The Last Exit To Baghdad
On The Highway To Hell

After reading “Victory In Iraq”, President Bush’s latest work of fiction, I am more convinced than ever that America is not going to be able to disentangle itself from the self created morass anytime soon. Not only do we not have a plan or some workable timetable to get out, we haven’t bothered to define one very important term, ‘get out’. Just what is meant by this?

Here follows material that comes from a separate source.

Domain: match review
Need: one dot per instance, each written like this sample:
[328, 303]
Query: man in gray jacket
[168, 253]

From before day one of the invasion it has been the intent of the war planners to establish permanent military bases in Iraq. That has not changed. Rather than say we will eventually leave we say our position will evolve with the changing conditions. Nothing wrong with that in fact it makes sense in as far as it is tied to a withdrawal strategy. But ‘The Lesser’ carefully avoids saying this. He avoids it because he has no intention of doing so. Oil is the life’s blood of the modern world. The radical neocons have no intention of not having the American military in close proximity to its source. The neocons also want the added layer of American involvement in Israeli affairs. And the Bush family gets to protect the ruling al Saud family in Saudi Arabia. The Royal Family is terrified of the possibility of revolt and upheaval in the Kingdom. Resentment of America has forced us to withdraw our troops from Saudi Arabia, but this way they are just across the border. Knowing how catastrophic our invasion of Iraq has become some no doubt think we would never send troops into Saudi Arabia to fight. Those who think this have failed to understand the true radical agenda, the building and sustaining of an American Empire based on the preeminence of military power.

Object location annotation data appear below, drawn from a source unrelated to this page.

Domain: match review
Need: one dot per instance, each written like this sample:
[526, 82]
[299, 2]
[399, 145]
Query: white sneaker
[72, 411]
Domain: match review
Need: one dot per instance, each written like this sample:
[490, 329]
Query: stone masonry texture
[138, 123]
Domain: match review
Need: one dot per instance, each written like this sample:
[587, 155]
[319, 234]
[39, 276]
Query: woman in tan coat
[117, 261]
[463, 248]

There will probably be three or four permanent bases
in Iraq, one in Kurdish territory, one in eastern and western Iraq, and probably one close to Baghdad. There will also be a continued build up of forces in Kuwait. These bases will all have large airfields to enable the quick and large deployment of troops. Though most likely these bases in Iraq will be self-sustaining with no contact with the Iraqi people it is most unlikely that they will engender peace and goodwill toward the United States.

The prospect of permanent bases was brought up last year by a small contingent of the media but has not been raised since. It is time for not only the media but also the Democrats and all of the American people to start asking tough questions.